Ya desde este instante se adelanta la transición de una sociedad consumidora de objetos materiales hacia una que se muestra ávida por consumir experiencias intangibles. Esta situación se hace explícita con la variación de los costos asociados a ‘tener’ y ‘ser’. Al inicio, el costo de un kentuki es cuatro veces más alto que el de una tarjeta de conexión. Hacia el final, el valor de ‘ser’ en este mercado, asociado a un código computacional intangible, supera el de ‘tener’ un objeto material. La revalorización del código es bastante reveladora. Se deja atrás el capitalismo basado en el consumismo de objetos materiales y es sustituido por el capitalismo basado en el consumo de experiencias y productos intangibles, similar al proceso de transición en el que nos encontramos en este momento.

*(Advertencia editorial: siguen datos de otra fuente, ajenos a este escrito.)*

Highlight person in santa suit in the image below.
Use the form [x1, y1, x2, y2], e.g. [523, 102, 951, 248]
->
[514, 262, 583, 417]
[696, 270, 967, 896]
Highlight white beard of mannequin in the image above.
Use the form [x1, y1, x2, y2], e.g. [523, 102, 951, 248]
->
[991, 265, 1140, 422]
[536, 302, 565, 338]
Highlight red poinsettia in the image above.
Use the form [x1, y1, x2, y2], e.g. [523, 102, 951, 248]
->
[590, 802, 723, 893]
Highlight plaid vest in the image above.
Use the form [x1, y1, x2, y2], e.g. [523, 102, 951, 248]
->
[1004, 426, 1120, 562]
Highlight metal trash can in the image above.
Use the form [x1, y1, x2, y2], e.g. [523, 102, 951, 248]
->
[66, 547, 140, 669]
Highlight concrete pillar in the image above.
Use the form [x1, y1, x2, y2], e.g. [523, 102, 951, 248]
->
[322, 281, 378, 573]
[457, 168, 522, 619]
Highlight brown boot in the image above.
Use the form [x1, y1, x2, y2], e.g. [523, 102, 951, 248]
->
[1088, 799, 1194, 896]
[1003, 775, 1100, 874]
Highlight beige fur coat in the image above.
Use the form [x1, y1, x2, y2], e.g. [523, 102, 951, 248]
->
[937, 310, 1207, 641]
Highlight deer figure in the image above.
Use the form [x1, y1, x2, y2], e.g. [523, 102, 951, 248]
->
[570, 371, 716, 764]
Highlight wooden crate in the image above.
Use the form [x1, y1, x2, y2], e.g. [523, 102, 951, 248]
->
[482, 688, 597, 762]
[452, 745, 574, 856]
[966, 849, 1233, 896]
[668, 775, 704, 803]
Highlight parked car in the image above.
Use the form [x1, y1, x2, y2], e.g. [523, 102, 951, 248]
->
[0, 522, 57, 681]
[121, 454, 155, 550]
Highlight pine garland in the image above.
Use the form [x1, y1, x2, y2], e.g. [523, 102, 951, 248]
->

No resulta difícil ver que esta cuestión se presta a aproximaciones críticas múltiples. Sin embargo, aquí me interesa reexaminar la infravaloración de lo material en este sistema económico. Estudiosos como N. Katherine Hayles y Stefan Herbrechter han señalado la importancia de analizar los procesos de ‘desmaterialización’ en favor de la ‘informatización’ que caracterizan al capitalismo global del siglo XXI. Tanto Hayles como Herbrechter han descrito las posibilidades que ofrece esta aparente ‘desmaterialización’. Ambos coinciden en que más allá de lamentar el posicionamiento del código informático como la metáfora central en esta nueva visión del mundo, los procesos de tecnologización ofrecen nuevas posibilidades para crear subjetividades alternativas. De acuerdo con Herbrechter: “One possibility is to take posthumanization as an opportunity to not simply continue traditional ways to repress the body under new technological or mediated posthumanist conditions” (186). Estas nuevas posibilidades están también presentes en la noción de ‘lo sublime digital’ propuesta por Edward King en el contexto argentino y que el autor describe como una expresión del potencial que la tecnología digital genera (205). Y si bien King se vale de esta noción para trazar una continuidad entre la formación del cuerpo social de la nación argentina del siglo XIX y el transnacional del capitalismo tardío, lo cierto es que este crítico está consciente de las múltiples posibilidades que la era digital proporciona para la construcción de subjetividades. Entre estas posibilidades están aquellas generadas alrededor de las redes sociales pues, volviendo a Herbrechter, “[s]ociality under the sign of new intermediality increasingly abolishes the difference between human and nonhuman, organic and non-organic, autonomous and heteronomous forms of agency” (183), lo que posibilita nuevas formas de diálogos descentralizados, de expresión y agencia política.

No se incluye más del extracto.